The Philippine Daily Inquirer reported Wednesday that the death of Malaysian bomb-maker Zulkifli bin Hir, alias Marwan, was confirmed after the sample was matched with one obtained from his brother, who is detained at the United States military prison in Guantanamo Bay, Cuba.

"Yes, it’s true. The U.S. has confirmed it’s Marwan," a police source told the Inquirer on condition of anonymity as he was not authorized to talk to media.

For weeks, confusion has reigned as to whether Marwan -- the focus of the Jan. 25 raid -- had actually died in the operation which also claimed the lives of 44 police commandos and a dozen rebels. A spokesman for one rebel group -- the Moro National Liberation Front even went as far as to claim that not only was Marwan still alive, he wasn't even in the area at the time of the raid.
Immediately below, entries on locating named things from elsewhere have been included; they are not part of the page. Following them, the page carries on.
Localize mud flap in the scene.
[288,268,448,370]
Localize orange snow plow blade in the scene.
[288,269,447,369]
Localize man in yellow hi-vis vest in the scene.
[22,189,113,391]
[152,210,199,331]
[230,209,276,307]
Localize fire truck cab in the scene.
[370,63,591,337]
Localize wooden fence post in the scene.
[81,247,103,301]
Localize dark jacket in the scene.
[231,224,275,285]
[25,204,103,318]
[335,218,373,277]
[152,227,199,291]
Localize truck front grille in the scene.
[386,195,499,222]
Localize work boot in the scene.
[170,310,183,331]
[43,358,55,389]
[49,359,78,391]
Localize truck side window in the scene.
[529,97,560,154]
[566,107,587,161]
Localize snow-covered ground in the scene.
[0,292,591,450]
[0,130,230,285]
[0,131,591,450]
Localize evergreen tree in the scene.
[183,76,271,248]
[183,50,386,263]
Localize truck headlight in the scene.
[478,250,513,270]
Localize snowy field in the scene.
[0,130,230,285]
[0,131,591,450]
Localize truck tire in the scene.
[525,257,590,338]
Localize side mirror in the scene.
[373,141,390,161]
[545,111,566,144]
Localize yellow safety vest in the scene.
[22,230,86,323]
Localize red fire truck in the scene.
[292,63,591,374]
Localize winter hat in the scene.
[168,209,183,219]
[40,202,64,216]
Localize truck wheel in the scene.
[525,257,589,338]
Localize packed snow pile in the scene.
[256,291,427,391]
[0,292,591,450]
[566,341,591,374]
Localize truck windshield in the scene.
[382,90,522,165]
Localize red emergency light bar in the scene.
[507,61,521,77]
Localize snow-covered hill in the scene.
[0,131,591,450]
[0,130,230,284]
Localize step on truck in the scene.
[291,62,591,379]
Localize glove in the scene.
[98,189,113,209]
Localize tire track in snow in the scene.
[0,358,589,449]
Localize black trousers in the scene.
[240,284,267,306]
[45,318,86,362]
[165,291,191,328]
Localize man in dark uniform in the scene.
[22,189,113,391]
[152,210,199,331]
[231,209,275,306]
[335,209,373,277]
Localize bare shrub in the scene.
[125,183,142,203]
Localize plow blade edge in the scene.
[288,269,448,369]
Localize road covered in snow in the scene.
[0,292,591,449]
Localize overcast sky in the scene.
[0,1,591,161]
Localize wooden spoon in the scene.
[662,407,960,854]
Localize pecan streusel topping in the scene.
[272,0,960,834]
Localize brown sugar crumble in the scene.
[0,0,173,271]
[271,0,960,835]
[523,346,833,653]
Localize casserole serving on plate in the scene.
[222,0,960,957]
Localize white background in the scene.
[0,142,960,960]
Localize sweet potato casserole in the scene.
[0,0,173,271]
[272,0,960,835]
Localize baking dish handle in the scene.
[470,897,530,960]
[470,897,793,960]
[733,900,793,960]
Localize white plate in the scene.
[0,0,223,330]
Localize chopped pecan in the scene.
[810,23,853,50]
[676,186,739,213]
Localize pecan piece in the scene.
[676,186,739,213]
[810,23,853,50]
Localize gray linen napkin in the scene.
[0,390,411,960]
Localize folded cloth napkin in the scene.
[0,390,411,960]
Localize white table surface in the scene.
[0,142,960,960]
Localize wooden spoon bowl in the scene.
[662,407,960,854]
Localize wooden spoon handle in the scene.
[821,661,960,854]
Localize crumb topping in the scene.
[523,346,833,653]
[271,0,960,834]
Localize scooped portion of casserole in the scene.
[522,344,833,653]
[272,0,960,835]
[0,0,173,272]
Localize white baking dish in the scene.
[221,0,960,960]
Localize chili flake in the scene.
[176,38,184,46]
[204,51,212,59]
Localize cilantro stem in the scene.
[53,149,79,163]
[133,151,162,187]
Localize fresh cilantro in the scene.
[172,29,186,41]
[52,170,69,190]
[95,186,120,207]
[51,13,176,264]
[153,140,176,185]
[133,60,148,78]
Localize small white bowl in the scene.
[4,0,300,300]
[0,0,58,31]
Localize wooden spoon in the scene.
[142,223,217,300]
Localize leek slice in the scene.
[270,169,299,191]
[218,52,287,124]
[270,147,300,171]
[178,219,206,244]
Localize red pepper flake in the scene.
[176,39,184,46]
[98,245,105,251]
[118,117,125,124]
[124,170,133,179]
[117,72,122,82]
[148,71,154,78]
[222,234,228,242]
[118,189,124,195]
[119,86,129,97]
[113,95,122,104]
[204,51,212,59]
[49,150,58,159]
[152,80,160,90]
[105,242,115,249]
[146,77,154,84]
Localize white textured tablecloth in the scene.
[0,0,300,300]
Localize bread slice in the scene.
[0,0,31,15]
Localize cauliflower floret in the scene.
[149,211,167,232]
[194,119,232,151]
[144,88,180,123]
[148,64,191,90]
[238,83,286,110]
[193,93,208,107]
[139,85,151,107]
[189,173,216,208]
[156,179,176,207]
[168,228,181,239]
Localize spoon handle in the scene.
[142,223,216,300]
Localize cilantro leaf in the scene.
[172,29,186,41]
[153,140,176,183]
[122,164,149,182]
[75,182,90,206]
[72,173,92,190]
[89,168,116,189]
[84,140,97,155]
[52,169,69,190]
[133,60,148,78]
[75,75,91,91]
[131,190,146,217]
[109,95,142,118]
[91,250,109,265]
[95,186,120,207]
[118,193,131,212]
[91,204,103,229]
Adding to the problem was that Marwan, who had a $5 million FBI bounty on his head, had previously been reported killed in a 2012 airstrike in Jolo -- an island stronghold of Abu Sayyaf insurgents in the Philippines' southern Sulu archipelago -- only for those reports to be later retracted.

The operation to target Marwan -- a leading figure in Jemaah Islamiyah, the al-Qaeda-linked Southeast Asian group behind the 2002 Bali bombings in Indonesia -- saw around 400 police commandos descend on the southern province of Maguindanao, only to run into opposition from the Moro Islamic Liberation Front and Bangsamoro Islamic Freedom Fighters.

The police were also seeking to arrest Basit Usman, a Filipino bomb-maker linked to Jemaah Islamiyah and the Abu Sayyaf, who is reported to have escaped.

During the exchange, reports said that Marwan was killed in an exchange of gunfire with commandos, one cutting off a finger from the corpse's right hand to make sure they had got the right man.

"Before withdrawing, a commando took pictures of the dead Marwan... The body was left in a hut," the International Security Agency reported on its website that. 

Marwan's brother, Rahmat Abdhir, was arrested in California in 2007 on terrorism charges, accused of sending Marwan weapons, camouflage clothing and nearly 30 radios -- parts of which were discovered to have been used in a bomb that killed five people in the Philippines in 2006.

Their youngest brother, Taufik bin Abdul Halim, was also arrested on terrorism charges in 2001 for his role in the bombing of the Atrium Mall bombing in Jakarta, Indonesia.